Crops joined in the financial markets rout on Friday prompted by Dubai's debt problems as US market reopened after the Thanksgiving holiday.
Markets continued to undertake their kneejerk response to economic scares, the latest being concerns that Dubai will prove unable to repay debt due by a government fund.
The dollar strengthened, hitting $1.4847 against the euro, a tightening of very nearly three dollar cents in two days.
Investors have in times of trouble sought sanctuary in the greenback, whose strength is a bear point for US exports such as crops by making them less competitive.
Shares fell, with Tokyo's Nikkei index closing down 3.2% at a four-month low and Shanghai stocks 2.4% lower at 07:30 GMT.
And oil plunged 4.6% to $74.39 a barrel, its lowest price for more than six weeks.
This time crops joined in. While the exchanges open on Thursday showed a mild response to the moves in external markets, the US markets showed no such hesitancy when they reopened for electronic trading.
Chicago soybeans looked intent on going against the tide of history.
"Since 1979, the day after Thanksgiving soybeans have gone up 23 years and down three years," US Commodities, the US broker, said.

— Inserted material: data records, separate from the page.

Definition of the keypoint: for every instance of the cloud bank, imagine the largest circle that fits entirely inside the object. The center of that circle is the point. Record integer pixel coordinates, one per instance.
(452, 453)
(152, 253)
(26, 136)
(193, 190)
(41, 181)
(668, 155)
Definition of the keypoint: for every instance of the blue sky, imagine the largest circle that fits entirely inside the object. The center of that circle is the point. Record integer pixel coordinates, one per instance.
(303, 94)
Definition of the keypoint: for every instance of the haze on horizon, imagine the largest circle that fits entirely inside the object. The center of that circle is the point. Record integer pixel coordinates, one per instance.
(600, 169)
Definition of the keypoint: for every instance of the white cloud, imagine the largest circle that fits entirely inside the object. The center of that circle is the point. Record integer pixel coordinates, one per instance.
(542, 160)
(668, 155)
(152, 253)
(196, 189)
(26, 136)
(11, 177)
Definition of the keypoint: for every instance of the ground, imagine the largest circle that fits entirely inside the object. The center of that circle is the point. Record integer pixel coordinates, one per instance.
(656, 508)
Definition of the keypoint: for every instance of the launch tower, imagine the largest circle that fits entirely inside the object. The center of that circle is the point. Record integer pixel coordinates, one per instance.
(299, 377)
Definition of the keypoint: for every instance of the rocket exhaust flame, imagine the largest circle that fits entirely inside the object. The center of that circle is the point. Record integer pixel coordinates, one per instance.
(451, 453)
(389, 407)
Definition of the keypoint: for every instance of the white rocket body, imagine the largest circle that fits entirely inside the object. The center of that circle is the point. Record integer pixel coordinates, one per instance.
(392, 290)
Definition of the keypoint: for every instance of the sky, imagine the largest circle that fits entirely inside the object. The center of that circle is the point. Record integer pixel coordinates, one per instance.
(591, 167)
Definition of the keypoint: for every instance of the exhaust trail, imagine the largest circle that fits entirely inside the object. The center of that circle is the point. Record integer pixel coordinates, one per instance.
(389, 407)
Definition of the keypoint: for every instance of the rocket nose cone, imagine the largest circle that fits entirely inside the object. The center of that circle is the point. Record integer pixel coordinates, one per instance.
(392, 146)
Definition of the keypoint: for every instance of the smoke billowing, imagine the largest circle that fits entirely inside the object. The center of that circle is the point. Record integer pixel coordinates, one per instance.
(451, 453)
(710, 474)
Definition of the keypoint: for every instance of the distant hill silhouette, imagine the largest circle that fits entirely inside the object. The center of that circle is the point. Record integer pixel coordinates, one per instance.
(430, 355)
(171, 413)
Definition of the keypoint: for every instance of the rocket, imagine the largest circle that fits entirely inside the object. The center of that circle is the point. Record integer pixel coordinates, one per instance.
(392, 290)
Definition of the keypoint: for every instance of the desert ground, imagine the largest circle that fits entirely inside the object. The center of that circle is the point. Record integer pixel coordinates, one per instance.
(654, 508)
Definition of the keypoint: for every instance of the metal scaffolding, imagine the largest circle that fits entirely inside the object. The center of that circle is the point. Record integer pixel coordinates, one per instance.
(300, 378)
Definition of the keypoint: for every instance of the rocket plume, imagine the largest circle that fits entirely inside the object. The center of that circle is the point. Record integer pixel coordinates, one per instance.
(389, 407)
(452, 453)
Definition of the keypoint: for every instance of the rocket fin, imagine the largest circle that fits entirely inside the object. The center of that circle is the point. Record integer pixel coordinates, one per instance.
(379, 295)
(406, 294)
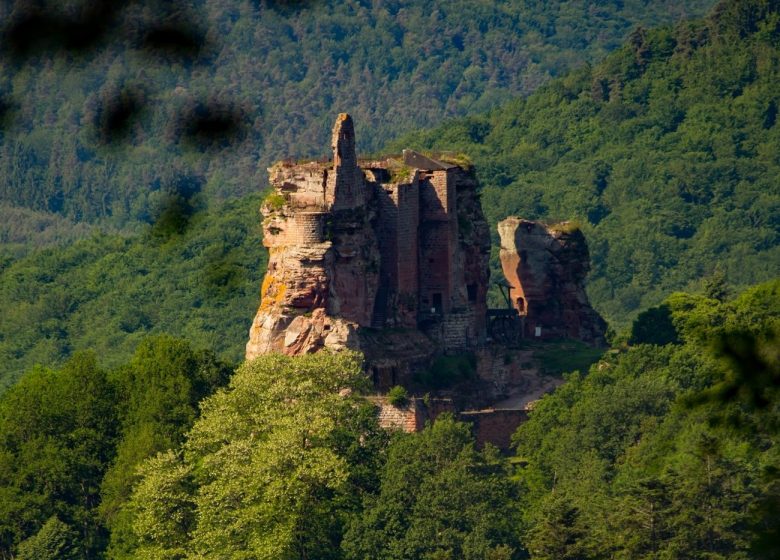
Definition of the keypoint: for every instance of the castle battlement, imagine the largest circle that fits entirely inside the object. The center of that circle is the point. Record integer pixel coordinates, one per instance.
(397, 243)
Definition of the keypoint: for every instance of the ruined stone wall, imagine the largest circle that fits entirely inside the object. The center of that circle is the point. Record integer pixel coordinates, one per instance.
(408, 244)
(375, 247)
(546, 267)
(434, 264)
(494, 426)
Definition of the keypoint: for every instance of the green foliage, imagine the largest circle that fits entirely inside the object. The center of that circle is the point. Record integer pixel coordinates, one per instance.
(396, 66)
(271, 469)
(562, 356)
(641, 458)
(108, 292)
(57, 435)
(274, 201)
(665, 152)
(654, 326)
(159, 391)
(398, 396)
(439, 498)
(446, 371)
(71, 438)
(55, 541)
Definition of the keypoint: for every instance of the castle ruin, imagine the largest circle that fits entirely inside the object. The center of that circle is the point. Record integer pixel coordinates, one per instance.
(390, 257)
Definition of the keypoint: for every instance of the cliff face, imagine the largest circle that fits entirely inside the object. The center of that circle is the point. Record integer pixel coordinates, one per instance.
(398, 243)
(546, 268)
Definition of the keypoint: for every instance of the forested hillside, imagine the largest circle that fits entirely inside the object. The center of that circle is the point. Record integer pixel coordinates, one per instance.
(196, 273)
(103, 133)
(662, 450)
(667, 154)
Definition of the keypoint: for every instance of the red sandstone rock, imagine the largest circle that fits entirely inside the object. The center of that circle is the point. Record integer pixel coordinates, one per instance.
(400, 244)
(546, 267)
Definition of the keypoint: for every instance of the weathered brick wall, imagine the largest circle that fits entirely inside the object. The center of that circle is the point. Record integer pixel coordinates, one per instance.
(458, 332)
(434, 262)
(409, 418)
(408, 199)
(307, 228)
(494, 426)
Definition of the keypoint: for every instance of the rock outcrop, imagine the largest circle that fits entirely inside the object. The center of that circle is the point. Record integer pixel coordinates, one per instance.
(396, 243)
(546, 268)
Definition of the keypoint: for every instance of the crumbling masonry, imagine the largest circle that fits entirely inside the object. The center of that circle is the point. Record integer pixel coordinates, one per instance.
(399, 243)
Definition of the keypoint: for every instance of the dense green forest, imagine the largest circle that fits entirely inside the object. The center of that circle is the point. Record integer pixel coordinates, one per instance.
(196, 273)
(667, 154)
(283, 69)
(664, 450)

This time they were 3.0% lower at$10.23 ¼ a bushel for January delivery.
Wheat had the extra headwind of an International Grains Council report which added 1m tonnes to the intergovernmental group's forecast of 2009-10 production.
The grain dipped 3.2% to $5.32 ¾ a bushel.
Corn, which came off better from the IGC report, was a touch more favoured, down 2.9% at $3.80 ¾ a bushel.
Kuala Lumpur markets were closed on Friday for a national holiday in Malaysia. Benchmark February palm oil closed unchanged at 2,482 ringgit a tonne on Thursday.